Fred had arrived later that day
with the news that Wesley seemed to be out of the woods. Gunn had gone home
to shower and change his clothes and he would be by later to offer whatever
help he could. Groo was asleep on the couch in Angel's office.
"Should we go up
there?" Fred asked.
Cordelia started to say no, but
then stopped. What choice did she have? She was nothing if not Angel's
closest friend. She had to go up there.
"Wait here, Fred," she
told the other girl and headed for the stairs.
***
It was dusk by the time Buffy
reached Los Angeles. Hurtling along the highway, radio blasting one
sorrowful tune after another, she'd almost turned the jeep around a half
dozen times. She could go back to Sunnydale and pretend that she'd never
received Spike's cryptic information. Besides, it wasn't like Spike
actually ever told her the truth about anything anyway.
But even as the thoughts to go
home were forming in her head, her foot was pressing just that little bit
more on the accelerator: 65, 75, 85 miles per hour.

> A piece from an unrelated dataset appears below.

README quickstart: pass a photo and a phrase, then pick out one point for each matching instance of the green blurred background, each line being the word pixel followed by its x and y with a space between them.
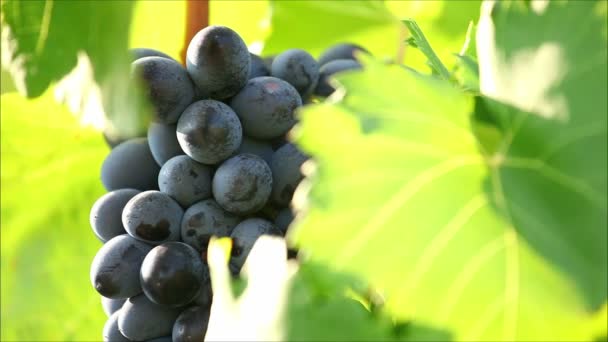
pixel 50 163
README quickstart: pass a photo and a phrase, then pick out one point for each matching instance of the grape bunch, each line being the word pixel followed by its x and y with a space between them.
pixel 215 162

She wondered what she could say
to Angel to make the pain of losing Connor seem less horrific. What words
could possibly comfort him? Maybe all it would take was something as simple
as a hand slipped into his. That's all it had taken for her. She'd waited
at her mother's gravesite for hours, watching the sun's slow descent and
knowing that he would not be far away once darkness had spread across the
tombstones. She'd felt him behind her, opening her balled up fingers to
receive the gift of his own cool hand, and had felt the hours prior to his
touch slip away from her, painlessly.
Maybe that's all she could do;
be there.
***
Cordelia knocked softly on
Angel's door. Silence. She knocked again, louder this time. It was almost
dark and Cordelia knew that under normal circumstances, Angel would be
awake and ravenous. She put her hand on the knob and twisted. The door
creaked open.
Sticking her head inside,
Cordelia called, "Angel." Silence.
Cordelia stepped inside the
room. With the curtains drawn against the glittering Los Angeles skyline,
it was fairly dark and Cordelia didn't initially notice Angel sitting in
the chair beside the empty bassinet. His lap was covered with one of
Connor's flannel blankets and Cordelia was drawn to the movement of Angel's
long fingers, worrying the satin edge.
"Angel," she said
again, moving closer.
"Leave me," he said,
without emotion.
"I can't do that,"
Cordelia said, dropping to her knees beside him. "God, Angel, don't
you know that I can't do that?"
Angel shook his head. "I
don't know anything, Cordy," he whispered, his voice hoarse.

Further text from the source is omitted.